I have always imagined that Paradise will be a kind of library- Jorge Borges



Friday, 26 November 2010

The Dentist

I completed my sixth and greatest Sonata four months ago. It will be performed by Vienna’s most regarded pianist, and I look forward to that with infallible joy. What inspires me is a question I have been asked repeatedly, but the truth could lay my success open to great perils. So I will leave the truth enamelled to assumption.  And tell only you.

I am dentist by profession, but a composer by default.

I discovered the slenderness of her neck as her head tilted back, her alabaster skin brought out a dewy pinkness in her lips, as they open from bud to bloom. The music followed. Every tooth had a letter assigned to it, A, B, C, D, E, F, G. Letter G landed soulfully on her molar, her canine was distinctly F sharp, and the piece ended exquisitely on high C, upper incisor.

I have saved a few select casts from the most instrumental mouths. Placing them on my baroque mantelpiece and depending on my company they pass as contemporary art. Often, upon catching sight of my ornamental teeth the tips of my fingers tingle, and arch up eagerly to play the teeth like the keys of a piano. Of late Debussy has been thoroughly enjoyed.

One of my most well received Sonatas came from a set of short, tightly screwed teeth. They weren’t by any means lacquered with a Hollywood gleam, but their gritty strength made way for an effective staccato.

Braces have the power to change the melody of the mouth; they cause a transformation from the disjointed to the sublime.

Monday, 15 November 2010

Young

I twirl my fingers
Through your brown, greying hair.
Moisturising my tips
With the oil from your scalp.

I tease myself onto your lap,
Open your hand and admire
The thick veins on your wrist.
The television consumes you.
Trickles of lah lah lah.
Irritate my ears.

Tuesday, 9 November 2010

Foie Gras

''I’ve got to get her back, you listening? I’ve got to get her back!’’

My consciousness flickers, becoming momentarily aware I’m being spoken to, so I mumble threatening obscenities, exerting as little energy as possible in hope of returning back to sleep.

My roommate Karl begins to irritate me further, ''Mate, I saw Lorna, walking with some dirty ass cockroach of a guy, no way can she be seeing him, has to be her friend!''

''Your attempts will be all in vain, I’ve heard some guy from Oxford got his hands on her during the summer, it’s probably the cockroach you’re speaking of.'' I was never one to beat around the bush.

''Pffff, she loved me, and I didn’t finish with her in a nasty way, I never said anything bad to her'' Karl protested, but his voiced sounded fairly uncertain.

''It’s not what you say, it’s what you do that can hurt Karl.'' I stared at him with one eye, whilst my other tried to preserve sleep, but he just kept silent, letting his reflective grimace tell me to shut up. Which pleased me fine.

Karl had been seeing Lorna for most of the second year at uni, but broke it off when she started getting clingy.

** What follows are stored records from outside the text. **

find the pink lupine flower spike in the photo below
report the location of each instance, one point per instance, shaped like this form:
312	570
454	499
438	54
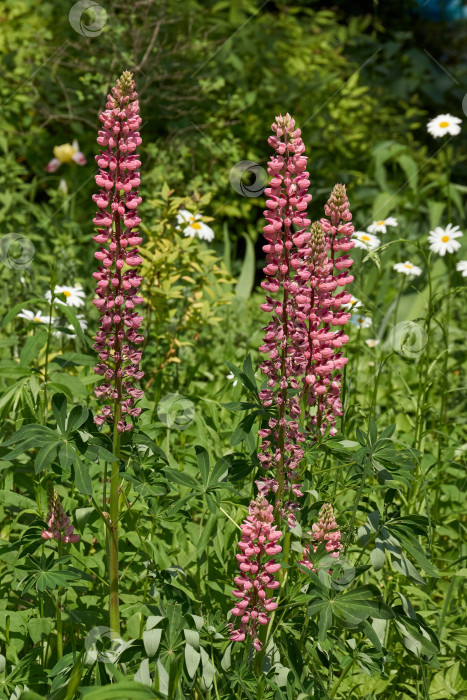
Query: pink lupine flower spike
117	279
58	522
259	542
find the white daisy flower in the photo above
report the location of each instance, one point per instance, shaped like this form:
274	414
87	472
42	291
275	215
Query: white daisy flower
444	124
353	304
186	217
74	295
382	224
366	240
407	269
200	229
194	226
361	321
443	240
82	322
35	316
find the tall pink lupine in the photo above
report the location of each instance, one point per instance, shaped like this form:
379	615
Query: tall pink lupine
287	236
326	530
324	272
59	526
258	544
117	279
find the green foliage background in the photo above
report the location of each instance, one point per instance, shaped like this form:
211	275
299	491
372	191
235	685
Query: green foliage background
211	77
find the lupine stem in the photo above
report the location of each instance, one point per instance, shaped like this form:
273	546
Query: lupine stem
113	539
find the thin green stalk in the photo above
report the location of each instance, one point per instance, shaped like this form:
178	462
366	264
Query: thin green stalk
59	610
340	679
47	351
444	611
113	537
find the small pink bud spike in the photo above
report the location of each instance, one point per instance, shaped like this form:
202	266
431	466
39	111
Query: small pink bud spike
117	279
325	530
259	542
58	522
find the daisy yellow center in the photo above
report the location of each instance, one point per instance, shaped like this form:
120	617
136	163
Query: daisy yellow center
65	153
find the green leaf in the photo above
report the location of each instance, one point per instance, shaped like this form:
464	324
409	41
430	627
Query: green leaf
32	347
66	455
202	458
182	478
71	318
192	660
83	480
151	640
40	627
325	621
18	307
78	415
46	455
59	408
16	500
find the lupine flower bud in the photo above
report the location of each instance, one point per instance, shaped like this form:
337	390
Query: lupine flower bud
325	530
259	542
324	309
287	236
117	278
58	522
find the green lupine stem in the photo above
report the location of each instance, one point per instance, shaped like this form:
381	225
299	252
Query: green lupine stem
113	536
334	690
47	351
59	610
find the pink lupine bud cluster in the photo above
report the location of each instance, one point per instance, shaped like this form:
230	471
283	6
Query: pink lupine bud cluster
325	530
59	527
117	279
259	542
322	303
287	236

They didn’t match anyhow, Karl was an arty guy, cigarette always flapping from his bottom lip, and he talked about art like the media talked about celebrity. And he constantly wore yesterday’s clothes. Not that he was lazy, but rather, maintaining personal hygiene came far down on the list. Whereas Lorna, I saw as being a square, a pretty one though.

I met Karl, in our first year of uni, we had both joined the Literature society, and that’s where he met Lorna too. I remembered him because he called me Michael straight after I had told him my name was Miguel. I tried to have a conversation with Lorna that same day too, about poetry, I shared my liking for Ginsberg, and she replied that his political and social voice was vulgar. I gritted my teeth at that pompous, little remark. And when she gushed about Sylvia Plath I groaned,

''I got half way through that, and went looking for a rope and stairs'' which surprisingly didn’t go down well. I remembered her glass black eyes narrowed. I smiled.

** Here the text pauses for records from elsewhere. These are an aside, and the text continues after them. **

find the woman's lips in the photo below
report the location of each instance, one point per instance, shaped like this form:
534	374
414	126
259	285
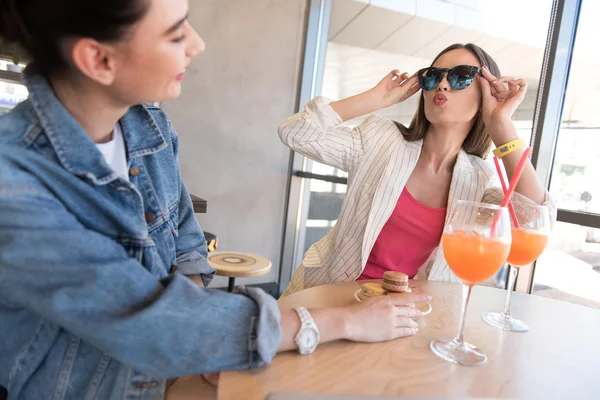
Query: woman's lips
439	99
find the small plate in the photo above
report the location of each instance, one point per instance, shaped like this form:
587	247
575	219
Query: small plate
425	308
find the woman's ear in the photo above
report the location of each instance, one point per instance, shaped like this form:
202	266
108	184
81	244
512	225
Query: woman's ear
94	59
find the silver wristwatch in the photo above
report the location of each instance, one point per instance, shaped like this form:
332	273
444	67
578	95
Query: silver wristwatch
307	337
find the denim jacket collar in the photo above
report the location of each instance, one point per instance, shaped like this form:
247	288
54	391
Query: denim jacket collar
74	148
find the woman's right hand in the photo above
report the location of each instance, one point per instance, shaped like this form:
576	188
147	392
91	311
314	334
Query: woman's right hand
384	318
395	88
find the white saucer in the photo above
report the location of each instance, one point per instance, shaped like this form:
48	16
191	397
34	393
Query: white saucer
425	308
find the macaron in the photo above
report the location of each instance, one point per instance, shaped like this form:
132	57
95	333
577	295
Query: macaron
395	282
371	290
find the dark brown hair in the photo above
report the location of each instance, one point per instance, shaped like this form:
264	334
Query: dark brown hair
478	141
40	26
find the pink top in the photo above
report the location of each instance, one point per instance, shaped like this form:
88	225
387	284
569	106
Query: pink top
407	238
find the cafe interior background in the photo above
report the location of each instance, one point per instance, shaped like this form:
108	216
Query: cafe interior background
265	59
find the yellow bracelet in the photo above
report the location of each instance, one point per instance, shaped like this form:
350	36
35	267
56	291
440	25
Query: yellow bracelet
509	147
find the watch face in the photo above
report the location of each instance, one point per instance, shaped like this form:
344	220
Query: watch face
308	339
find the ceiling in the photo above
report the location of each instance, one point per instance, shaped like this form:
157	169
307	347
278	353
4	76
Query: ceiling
367	39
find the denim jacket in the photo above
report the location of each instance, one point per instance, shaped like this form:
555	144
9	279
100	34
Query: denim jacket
91	305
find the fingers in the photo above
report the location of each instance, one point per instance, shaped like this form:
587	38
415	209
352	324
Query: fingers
393	74
403	299
486	89
405	322
487	74
407	312
404	332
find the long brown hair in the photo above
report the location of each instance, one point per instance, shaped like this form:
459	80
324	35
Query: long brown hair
478	141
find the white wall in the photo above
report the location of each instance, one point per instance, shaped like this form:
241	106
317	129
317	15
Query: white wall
234	97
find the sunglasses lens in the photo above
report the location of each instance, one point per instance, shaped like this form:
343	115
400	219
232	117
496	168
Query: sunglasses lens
429	78
461	77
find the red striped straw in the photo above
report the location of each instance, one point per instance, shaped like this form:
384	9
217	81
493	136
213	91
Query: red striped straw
513	216
513	184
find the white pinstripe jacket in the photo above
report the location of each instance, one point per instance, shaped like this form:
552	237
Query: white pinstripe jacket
379	162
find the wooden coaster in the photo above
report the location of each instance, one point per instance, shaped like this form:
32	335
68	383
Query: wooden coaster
237	264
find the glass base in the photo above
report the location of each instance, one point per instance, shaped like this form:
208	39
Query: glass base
458	352
505	322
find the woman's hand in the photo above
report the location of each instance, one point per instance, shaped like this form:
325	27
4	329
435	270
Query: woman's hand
499	102
384	317
395	88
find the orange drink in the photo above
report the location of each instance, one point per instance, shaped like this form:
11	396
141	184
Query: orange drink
474	258
476	242
529	239
527	246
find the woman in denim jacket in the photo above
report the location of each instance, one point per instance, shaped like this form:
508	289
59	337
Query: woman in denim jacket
94	217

When I thought of Karl and Lorna, it was difficult for me not to refer to the Oedipus complex; she was always mothering him, and he lapped it up like an impressionable foetus. Cleaning up after him, blowing crumbs off his face more than kisses, telling him the do's and don’ts of table etiquette. She fed him like he was foie gras about to be splattered on a Parisian plate. She had a marvellous way for making a capable adult look embarrassingly incapable, so when I came into the room one time and saw her feeding him nipple shaped strawberries, I left bemused. That may explain why he wants her back, there would be no dirty washing crammed under the bed, less takeaways, less questionable smells, and more finger fed food.

Throughout the first year, I didn’t really connect with any girls, I was quite satisfied simply admiring their hypnotically, gyrating buttocks glide past me, but saw few faces I wanted to talk to. It’s not often I’ll talk to a girl first, unless I’m really attracted to her. And in the second year, I was too busy scrambling for good grades. But now in my third year, I think I deserve a little light relief amongst all the books, so I’m open to suggestions. Got to try a little I guess.

I picked up the phone and dialled Lorna. Twirling my fingers around the cord.